Broadly, this corresponds to the following questions:
- Where do you want to die? – at home, in a hospice, in a hospital, in a care home, or somewhere else?
- When you are approaching the end of your life, is there anything you want to do? – do you have a ‘bucket list?’
- When you are approaching the end of your life, how do you want to be cared for? – what medical support do you want? Are there any medical procedures or treatments you don’t want? Do you have a preference for who cares for you? Do you want any spiritual support (i.e. support related to meaning and purpose, whether you are religious or non-religious)?
- After you have died, what do you want to happen? – what sort of funeral do you want? Do you want your organs to be donated to help others to live? Do you want to donate your body to science? Have you made a will, is it up to date and where is it?Joining the Dying Matters Coalition will see your organisation, whatever its size, play a key role in raising awareness with communities.
Dying Matters welcomes involvement from across all sectors. Many of our supporters are organisations (of all sizes) from across the NHS and the voluntary and independent health and care sectors, including hospices, care homes, charities supporting old people, children and bereavement, from social care and housing sectors, from a wide range of faith organisations, community organisations, schools and colleges, academic bodies, trade unions, the legal profession and from the funeral sector.

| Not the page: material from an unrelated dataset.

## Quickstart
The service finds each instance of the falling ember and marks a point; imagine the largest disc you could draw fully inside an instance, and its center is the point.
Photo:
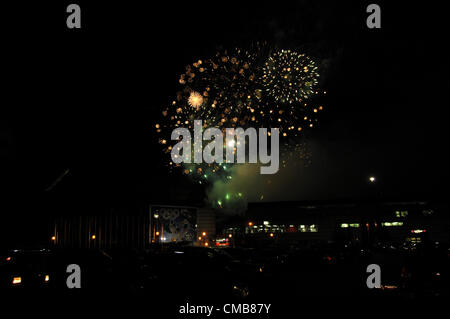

Is this only relevant to people who are terminally ill?
Absolutely not. All adults, whatever age and state of heath, should talk about their preferences for end of life care. Talking about dying and death ahead of time ensures that wishes are known and appreciated if the unexpected should happen.
Does Dying Matters have an official position on euthanasia or assisted dying?
No. Dying Matters aims to get people to talk about their end of life care – what they choose to talk about during those discussions is up to them. Talking about dying, death and bereavement will help to ensure that more people die in the way they would want.